You’ve finally decided to work as a freelance writer – from home. You decorated and organized your office just the way you want. But there’s only one problem: distractions. Unfortunately for too many people- distractions abound within their own workplace. So how do you handle these distractions that pop up when you work from home? Read the rest of this blog post for ideas.
The major hurdle and hindrance in reaching the top of the freelancing career lies in a simple technique, that is, to avoid all the possible distractions that a freelancer faces every other day. So here are some of the best ways I’ve found to eliminate distractions and really focus on a task.
Turn off Email Notifications
This is one of the most common traps. Instant communication is great, but when you’re working on a task, they are nothing but interruptions. And a constant interruption mean you’ll never be able to actually focus on what’s before you. A good habit may be to check your Emails in the morning, at lunch, and before signing off for the day, or, checking it after every session of 3 hours may also prove to be good.
Turn off your Internet Connection
The Internet could be the biggest time-waster when don’t really need it.
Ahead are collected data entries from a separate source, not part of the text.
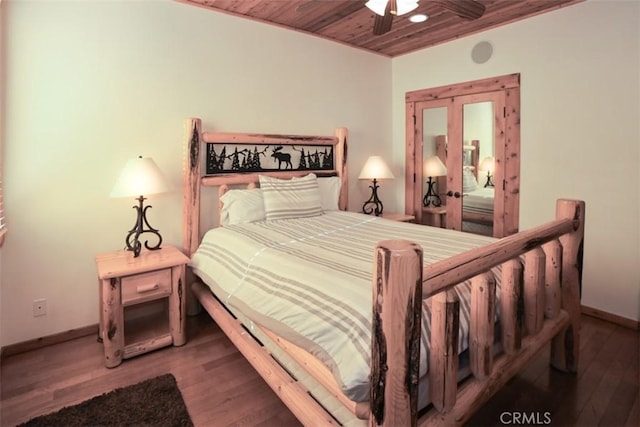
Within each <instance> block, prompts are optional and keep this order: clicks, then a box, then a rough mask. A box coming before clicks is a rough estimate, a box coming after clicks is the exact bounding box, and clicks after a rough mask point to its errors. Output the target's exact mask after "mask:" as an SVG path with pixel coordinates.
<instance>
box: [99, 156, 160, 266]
mask: <svg viewBox="0 0 640 427" xmlns="http://www.w3.org/2000/svg"><path fill="white" fill-rule="evenodd" d="M168 191H171V187H170V186H169V184H168V183H167V180H166V179H165V177H164V175H163V174H162V172H161V171H160V168H158V166H157V165H156V164H155V162H154V161H153V159H151V158H150V157H142V156H140V157H137V158H135V159H130V160H129V161H128V162H127V164H126V165H125V167H124V169H123V170H122V173H120V177H119V178H118V181H117V182H116V185H115V186H114V187H113V190H111V194H110V197H135V199H136V200H137V201H138V205H134V206H133V208H134V209H136V212H137V218H136V222H135V224H134V226H133V228H132V229H131V230H129V233H128V234H127V237H126V239H125V242H126V244H127V246H126V249H127V250H128V251H133V256H134V257H137V256H139V255H140V251H141V250H142V243H141V242H140V236H141V235H142V234H144V233H151V234H154V235H155V236H156V237H157V239H158V243H157V244H156V245H155V246H150V245H149V241H148V240H145V242H144V246H145V248H147V249H149V250H156V249H160V245H161V244H162V236H160V233H159V232H158V230H156V229H155V228H153V227H151V225H149V221H147V209H149V208H150V207H151V206H149V205H148V206H144V200H145V199H146V197H145V196H149V195H151V194H159V193H166V192H168Z"/></svg>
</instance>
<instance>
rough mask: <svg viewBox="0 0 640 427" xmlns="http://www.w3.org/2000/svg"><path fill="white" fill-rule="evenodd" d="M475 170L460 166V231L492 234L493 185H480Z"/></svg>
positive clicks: (473, 232) (493, 188)
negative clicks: (460, 216) (460, 191)
mask: <svg viewBox="0 0 640 427" xmlns="http://www.w3.org/2000/svg"><path fill="white" fill-rule="evenodd" d="M476 172H477V170H476V171H473V170H471V169H469V168H468V167H467V166H463V168H462V197H463V198H462V231H467V232H470V233H477V234H482V235H486V236H492V235H493V207H494V194H495V192H494V187H493V186H486V187H485V186H481V185H480V184H479V182H480V180H478V176H477V173H476ZM485 179H486V177H485Z"/></svg>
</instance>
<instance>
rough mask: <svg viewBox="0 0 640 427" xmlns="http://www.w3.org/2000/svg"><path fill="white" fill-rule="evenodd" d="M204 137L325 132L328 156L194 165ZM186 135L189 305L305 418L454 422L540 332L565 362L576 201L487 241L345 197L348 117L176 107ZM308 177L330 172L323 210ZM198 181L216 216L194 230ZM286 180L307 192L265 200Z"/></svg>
mask: <svg viewBox="0 0 640 427" xmlns="http://www.w3.org/2000/svg"><path fill="white" fill-rule="evenodd" d="M215 143H222V144H242V143H244V144H262V146H268V147H271V148H270V150H272V155H274V156H273V158H274V159H276V158H277V156H275V154H276V153H284V152H285V150H286V148H287V147H289V146H291V147H293V148H294V149H295V150H296V151H295V152H296V153H299V152H302V153H305V152H306V153H308V152H309V151H311V149H310V148H307V147H318V146H320V147H322V146H325V147H327V150H325V151H324V152H330V153H332V156H331V157H332V160H333V164H332V166H330V167H325V166H326V165H325V164H324V163H323V167H322V168H317V169H315V170H313V169H312V170H310V169H309V168H302V162H300V164H299V167H298V168H293V167H291V168H288V167H287V166H286V165H285V166H284V168H281V167H280V165H279V166H278V168H277V169H276V170H273V171H268V170H262V171H259V172H256V171H255V170H244V171H239V170H237V169H236V170H232V171H224V172H220V173H214V174H209V175H204V176H203V174H202V172H201V170H202V165H203V163H205V161H204V160H203V156H204V153H205V152H206V151H207V149H206V148H205V145H206V144H215ZM184 147H185V156H184V189H183V190H184V236H185V241H184V250H185V252H186V253H187V254H188V255H189V256H190V257H191V260H192V261H191V264H190V265H191V268H190V269H189V273H188V279H187V280H188V282H189V283H192V287H191V288H192V292H193V294H192V295H188V297H189V298H190V299H191V300H190V301H189V305H190V306H191V307H192V306H193V303H194V301H195V300H194V298H195V299H197V301H198V302H199V303H200V304H201V305H202V307H203V308H204V309H205V310H206V311H207V312H208V313H209V314H210V315H211V317H212V318H213V319H214V320H215V321H216V322H217V323H218V325H219V326H220V328H221V329H222V330H223V331H224V332H225V333H226V334H227V336H228V337H229V338H230V340H231V341H232V342H233V343H234V345H235V346H236V347H237V348H238V350H239V351H240V352H241V353H242V354H243V355H244V356H245V357H246V358H247V360H248V361H249V362H250V363H251V364H252V365H253V366H254V368H255V369H256V371H257V372H258V373H259V374H260V375H261V376H262V377H263V378H264V379H265V381H266V382H267V383H268V384H269V385H270V386H271V388H272V389H273V390H274V391H275V392H276V393H277V395H278V396H279V397H280V398H281V399H282V401H283V402H284V403H285V404H286V405H287V407H289V409H290V410H291V411H292V412H293V414H294V415H295V416H296V417H298V419H299V420H300V421H301V422H302V423H303V424H305V425H354V426H355V425H385V426H397V425H418V424H420V425H431V424H442V425H459V424H462V423H464V422H465V421H466V420H467V419H468V418H469V417H470V415H471V414H472V413H473V412H474V411H475V410H477V409H478V408H479V407H480V406H481V405H482V404H483V403H484V402H485V401H486V400H487V399H489V398H490V396H491V395H492V394H493V393H495V391H496V390H497V389H498V388H499V387H500V386H501V385H503V384H504V383H506V382H507V381H508V380H509V378H511V377H512V376H513V375H515V374H516V373H517V372H518V370H519V369H520V368H521V367H522V366H524V365H525V364H526V363H527V361H528V360H529V359H530V358H531V357H532V356H533V355H534V354H535V353H536V352H537V351H538V350H539V349H540V348H541V347H542V346H544V345H546V344H548V343H549V342H551V352H552V356H551V360H552V364H553V366H554V367H556V368H558V369H561V370H564V371H568V372H575V371H576V367H577V363H578V347H579V346H578V340H579V335H578V332H579V302H580V301H579V298H580V281H581V264H582V240H583V230H584V203H583V202H580V201H572V200H559V201H558V202H557V208H556V212H557V214H556V219H555V220H554V221H551V222H549V223H547V224H544V225H541V226H539V227H536V228H534V229H531V230H527V231H524V232H521V233H518V234H516V235H512V236H509V237H507V238H504V239H500V240H496V239H493V238H488V237H483V236H473V235H469V234H467V233H458V232H455V231H451V230H443V229H437V228H433V227H425V226H421V225H415V224H407V223H399V222H394V221H390V220H385V219H382V218H376V217H370V216H365V215H362V214H356V213H350V212H345V211H346V207H347V190H348V182H347V157H346V153H347V130H346V129H345V128H339V129H337V130H336V133H335V135H333V136H296V135H263V134H230V133H213V132H202V130H201V120H200V119H187V120H186V121H185V137H184ZM301 147H305V150H306V151H303V150H302V149H301ZM276 149H277V150H276ZM265 150H267V149H266V148H265ZM236 151H237V150H236ZM247 151H248V152H250V151H251V150H247ZM259 151H260V150H259V149H258V145H256V147H255V149H254V152H259ZM267 152H268V151H267ZM316 152H318V150H317V149H316ZM320 152H322V150H320ZM303 158H304V157H303V156H302V157H301V159H303ZM291 160H292V159H291ZM307 164H308V163H305V165H307ZM303 169H304V170H303ZM258 182H259V183H260V190H261V191H260V192H261V194H262V197H263V203H264V206H265V210H266V211H267V212H266V213H265V214H264V215H265V218H262V215H263V213H262V212H259V213H258V214H256V215H257V218H259V219H256V220H251V221H247V220H246V218H243V219H242V220H240V221H234V220H233V218H234V215H233V214H230V216H229V217H227V216H226V213H224V212H223V211H224V210H225V209H227V210H229V209H231V207H232V205H233V204H235V203H238V200H241V202H240V205H241V206H243V207H242V209H240V210H236V211H234V212H236V213H237V212H240V214H241V216H246V215H248V213H249V212H253V213H255V211H256V210H255V209H250V208H247V207H246V205H243V203H245V204H246V203H248V202H247V198H246V195H247V194H252V195H255V194H257V192H255V191H253V192H252V190H256V183H258ZM318 182H323V183H327V182H331V183H332V184H329V185H326V184H322V185H323V186H325V187H327V188H330V191H327V192H326V193H325V192H323V193H320V194H321V196H320V197H321V200H320V202H319V203H320V205H321V208H320V213H318V209H317V205H318V196H317V194H316V193H317V191H316V190H315V189H316V188H319V187H320V184H317V183H318ZM336 183H339V185H336ZM203 187H218V188H219V195H220V200H221V207H222V209H221V211H220V218H221V222H223V224H222V226H221V227H215V228H214V229H212V230H206V233H203V232H201V230H200V224H201V222H207V221H208V220H206V219H205V216H209V217H210V216H211V215H212V212H207V211H206V210H205V211H203V212H202V213H201V204H202V205H203V206H204V205H205V204H204V203H202V202H201V195H202V191H201V190H202V188H203ZM289 187H300V188H303V189H304V191H305V192H307V191H308V192H309V194H311V195H312V196H313V197H311V196H309V198H313V199H314V201H313V203H310V204H309V205H310V206H312V207H308V206H307V202H305V203H304V206H305V209H304V213H303V214H297V213H294V214H292V213H291V210H292V206H293V205H289V206H288V208H286V209H283V208H281V206H282V204H278V203H275V204H274V203H273V199H272V196H271V195H268V193H269V192H272V191H273V192H275V193H276V194H277V196H276V199H277V197H279V196H282V191H284V190H283V189H290V188H289ZM301 191H302V190H301ZM243 192H244V193H243ZM238 194H242V195H241V196H239V197H236V196H238ZM287 194H288V193H287ZM296 194H298V193H297V192H296ZM324 194H329V195H330V196H329V198H330V202H329V203H328V204H327V205H326V206H325V205H323V203H324V202H325V201H326V200H327V199H325V196H324ZM287 197H288V196H287ZM306 197H307V194H306V193H305V196H304V197H302V199H303V200H306ZM298 200H299V199H298ZM289 202H290V200H289ZM283 203H284V204H285V205H286V203H288V202H286V201H285V202H283ZM274 206H275V207H274ZM307 208H308V209H307ZM201 215H202V216H203V218H201ZM251 215H253V214H251ZM205 228H206V227H205ZM258 230H260V231H258ZM203 235H204V237H203ZM345 245H346V246H345ZM436 249H437V250H436ZM208 263H210V264H211V265H210V266H207V265H206V264H208ZM309 279H313V280H309ZM341 284H342V285H341ZM334 288H336V289H342V293H340V294H334V293H333V291H334ZM286 301H289V302H290V301H293V304H292V306H293V307H292V308H291V307H289V309H288V310H290V309H292V310H293V311H283V306H284V305H285V302H286ZM520 306H523V307H524V309H523V310H520V309H519V307H520ZM498 316H499V317H498ZM291 318H294V319H295V318H300V319H303V320H305V322H303V323H302V324H300V325H296V324H295V322H294V323H289V319H291ZM498 318H499V321H498V322H496V319H498ZM336 328H337V329H340V331H339V332H338V333H337V335H332V334H333V333H334V332H331V330H332V329H336ZM318 329H321V330H322V331H321V332H318ZM327 330H329V332H327ZM326 332H327V334H325V333H326ZM314 336H315V337H314ZM318 336H319V337H320V338H319V340H317V339H316V338H317V337H318ZM336 337H337V338H336ZM459 355H460V356H459ZM340 359H344V360H343V361H346V365H342V364H340V363H341V361H340ZM347 371H349V372H347ZM463 377H466V379H464V381H461V382H459V380H461V379H462V378H463ZM363 379H364V380H363ZM248 398H250V396H248Z"/></svg>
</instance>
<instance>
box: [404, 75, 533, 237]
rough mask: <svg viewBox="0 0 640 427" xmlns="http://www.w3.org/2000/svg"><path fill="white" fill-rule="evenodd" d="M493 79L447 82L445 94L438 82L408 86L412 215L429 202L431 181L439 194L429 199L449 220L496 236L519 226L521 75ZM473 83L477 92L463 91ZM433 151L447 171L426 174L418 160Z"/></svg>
mask: <svg viewBox="0 0 640 427" xmlns="http://www.w3.org/2000/svg"><path fill="white" fill-rule="evenodd" d="M516 76H517V75H512V76H505V77H504V78H502V79H503V80H506V81H508V82H510V83H513V82H514V81H516V82H517V81H519V78H517V77H516ZM499 79H500V78H499ZM495 80H496V79H490V82H495ZM480 82H484V81H480ZM470 83H478V82H470ZM490 86H491V85H488V84H487V83H484V84H482V85H479V84H463V85H456V86H453V87H447V88H448V89H447V90H446V91H443V92H444V93H447V94H448V95H450V96H447V97H442V96H438V95H434V94H437V93H439V92H440V91H439V89H441V88H435V89H431V90H427V91H417V92H411V93H408V94H407V163H406V165H407V168H406V169H407V175H406V191H405V204H406V206H405V210H406V212H409V213H412V214H413V215H415V216H416V219H417V222H422V217H423V214H426V213H425V212H427V211H428V210H429V207H428V206H426V202H427V199H426V196H425V194H427V193H428V191H429V190H428V187H427V185H429V186H431V187H435V188H436V190H435V192H436V193H437V195H438V197H439V198H440V201H439V202H436V201H434V203H441V207H440V209H446V221H445V222H446V227H447V228H451V229H454V230H461V231H468V232H473V233H479V234H485V235H491V236H495V237H503V236H505V235H508V234H512V233H514V232H517V230H518V207H517V206H518V202H519V146H520V133H519V130H520V129H519V114H518V112H519V83H518V84H517V85H516V87H515V88H513V87H505V86H498V87H495V90H491V89H492V88H491V87H490ZM456 87H457V89H456ZM479 87H482V89H483V90H479V89H478V88H479ZM451 88H454V90H452V89H451ZM470 88H474V89H475V93H468V92H469V91H470V90H473V89H470ZM465 92H467V93H465ZM434 156H435V157H438V158H439V159H440V160H441V161H442V163H443V164H444V165H445V166H446V175H444V176H441V177H435V176H434V177H429V176H426V175H425V174H426V173H429V172H428V170H427V172H424V171H423V164H425V161H426V160H428V159H430V158H432V157H434ZM444 172H445V171H442V173H444ZM432 182H434V183H435V185H434V184H433V183H432ZM431 192H433V190H431Z"/></svg>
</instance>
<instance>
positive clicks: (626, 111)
mask: <svg viewBox="0 0 640 427" xmlns="http://www.w3.org/2000/svg"><path fill="white" fill-rule="evenodd" d="M482 40H487V41H490V42H491V43H492V44H493V47H494V55H493V57H492V59H491V60H489V62H487V63H485V64H482V65H477V64H474V63H473V62H472V61H471V57H470V53H471V49H472V47H473V46H474V45H475V44H476V43H477V42H479V41H482ZM639 62H640V2H637V1H593V0H590V1H587V2H585V3H581V4H578V5H574V6H571V7H568V8H565V9H561V10H558V11H554V12H552V13H546V14H543V15H539V16H537V17H533V18H531V19H528V20H525V21H521V22H516V23H513V24H510V25H507V26H504V27H501V28H498V29H494V30H491V31H487V32H485V33H483V34H478V35H474V36H471V37H468V38H464V39H461V40H458V41H455V42H451V43H447V44H444V45H441V46H437V47H434V48H431V49H426V50H423V51H419V52H416V53H413V54H408V55H405V56H402V57H398V58H395V59H394V60H393V143H394V158H395V159H396V162H403V159H404V140H405V130H404V111H405V106H404V94H405V92H407V91H413V90H418V89H424V88H430V87H436V86H441V85H446V84H451V83H459V82H465V81H470V80H476V79H482V78H487V77H491V76H499V75H505V74H511V73H520V75H521V83H522V91H521V93H522V100H521V113H522V114H521V126H522V128H521V136H522V142H521V149H522V152H521V154H522V156H521V194H520V228H521V229H526V228H529V227H532V226H535V225H538V224H540V223H542V222H544V221H547V220H550V219H552V218H553V217H554V210H555V200H556V199H557V198H562V197H565V198H578V199H583V200H585V201H586V204H587V214H586V220H587V225H586V233H585V234H586V236H585V266H584V286H583V296H582V303H583V304H584V305H586V306H590V307H595V308H598V309H600V310H604V311H607V312H610V313H614V314H617V315H620V316H623V317H626V318H630V319H634V320H638V319H640V313H639V312H640V308H639V305H640V268H639V267H638V265H639V263H640V227H639V218H640V174H639V170H640V168H639V167H638V165H639V164H640V163H639V161H638V159H639V158H640V150H639V146H640V127H639V124H638V123H639V122H638V117H640V64H639ZM395 185H396V186H397V187H398V188H397V191H396V194H397V195H398V197H397V201H396V203H397V204H398V206H401V204H402V203H403V201H402V200H401V197H402V196H403V194H404V193H403V192H402V191H400V190H401V189H402V185H403V183H402V182H396V183H395Z"/></svg>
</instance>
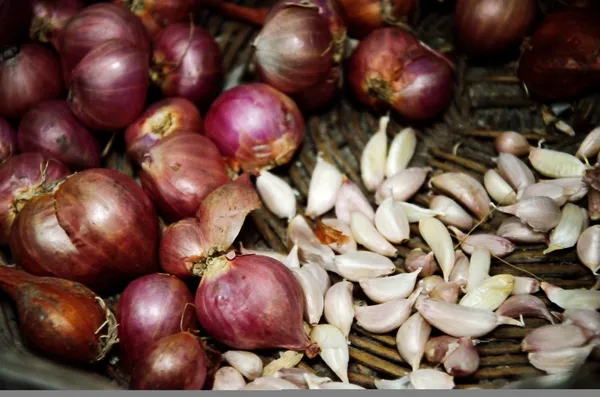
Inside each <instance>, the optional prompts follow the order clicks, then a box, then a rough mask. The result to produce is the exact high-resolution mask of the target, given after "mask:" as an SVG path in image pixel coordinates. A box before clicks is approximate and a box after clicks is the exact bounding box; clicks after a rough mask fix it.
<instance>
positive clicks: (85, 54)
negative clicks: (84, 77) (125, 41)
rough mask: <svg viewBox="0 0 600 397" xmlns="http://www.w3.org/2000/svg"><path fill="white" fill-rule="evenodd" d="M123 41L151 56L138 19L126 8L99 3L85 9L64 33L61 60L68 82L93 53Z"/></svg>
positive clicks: (147, 41)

If you don’t need the Internet to do the task, you can turn off your connection until you finish your tasks. There is a software called “Freedom” that will allow you to turn off your internet connection for certain amount of time.
The dog barks, the children chirp, laugh, and bicker; the email dings; the phone rings — the distractions just seem endless and can cause a loss in productivity. The first line of defense against noise is to do what you can to control your environment, and limit the noise that enters your space. Sit in your room or in a place where no one will be disturb you. Lock your room or put a ‘do not disturb’ sign to leave you alone.
Stop Looking For New Work!
When you are working on your current project, stop looking for new work because it will lower your overall productivity. We humans may have highly parallel brains, but we are mostly single-task creatures — we are more effective at concentrating on one task at a time.